CHARLOTTE, N.C.--When the head of the Democratic Governors Association spoke to the Nevada delegation Monday morning, he made an effort to build up President Barack Obama and tear down Nevada Governor Brian Sandoval.
But in doing so, Governor Martin O’Malley – a prominent Obama surrogate – appeared to apply a double political standard.
“President Obama didn’t create the Bush recession,” O’Malley said Monday morning.
But when it came to Sandoval, O’Malley was less forgiving.
“Under Gov. Sandoval, Nevada has had the highest unemployment rate in the country for three years running,” he said.
There’s a problem with O’Malley’s math: Sandoval has been occupying the governor’s mansion for less than two years.
So why is Sandoval responsible for a recession that preceded him, but Obama isn’t?
O’Malley is known as a skilled politician. He easily wooed the Nevada DNC delegation with his knowledge of obscure American history and by dropping the names of competitive Nevada candidates. He didn’t depart the breakfast before getting every member of the Nevada delegation to join him in a boisterous series of call-and-response cheers to move the country “Forward! Not Back!”
But his relatively unfamiliarity with Nevada made it somewhat difficult for him to explain his rationale.
When pressed, O’Malley’s general argument was this: Sandoval hasn’t improved Nevada’s economy, while Obama, he argues, has improved the national economy.
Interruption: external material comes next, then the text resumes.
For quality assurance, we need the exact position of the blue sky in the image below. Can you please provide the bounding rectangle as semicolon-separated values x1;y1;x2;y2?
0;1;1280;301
To stress this, he criticized the cuts Sandoval made to health care and education to balance the state budget, while extolling Obama’s efforts to increase the number of public sector jobs.
“You’ll never bring down your unemployment rate if for every one job you create in the private sectors you’re taking one away in the public sector,” O’Malley told reporters.
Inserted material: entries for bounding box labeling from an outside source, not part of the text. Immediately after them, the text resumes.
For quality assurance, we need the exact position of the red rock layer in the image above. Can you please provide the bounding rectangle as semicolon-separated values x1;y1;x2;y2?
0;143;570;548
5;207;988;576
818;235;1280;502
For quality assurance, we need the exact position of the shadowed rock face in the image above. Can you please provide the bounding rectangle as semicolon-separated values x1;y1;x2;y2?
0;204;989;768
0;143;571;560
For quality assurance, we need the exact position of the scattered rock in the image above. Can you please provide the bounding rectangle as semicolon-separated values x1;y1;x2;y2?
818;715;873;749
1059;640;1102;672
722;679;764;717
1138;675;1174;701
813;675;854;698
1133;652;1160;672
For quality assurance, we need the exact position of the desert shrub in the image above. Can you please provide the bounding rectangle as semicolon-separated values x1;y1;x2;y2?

He also tied Sandoval to the three political figures Democrats find the most reprehensible in this election: The Tea Party, Mitt Romney, and Paul Ryan.
But O’Malley didn’t say how the Democrats would go about trying to replace him.
Though his approval ratings are still high at home, Sandoval has suffered a series of political setbacks on the national stage. He was snubbed for the presidential ticket, after early rumors he might be on a short list, and last week, he had a lackluster showing at the Republican National Convention. (O’Malley said he was not aware that Sandoval had made an appearance.)
But while Democrats are quick to criticize Sandoval, they don’t have a candidate in mind to start building a case against him.
“Not at this point,” O'Malley said. “But I think there’s a lot of good Democrats in Nevada. And I think one will emerge.”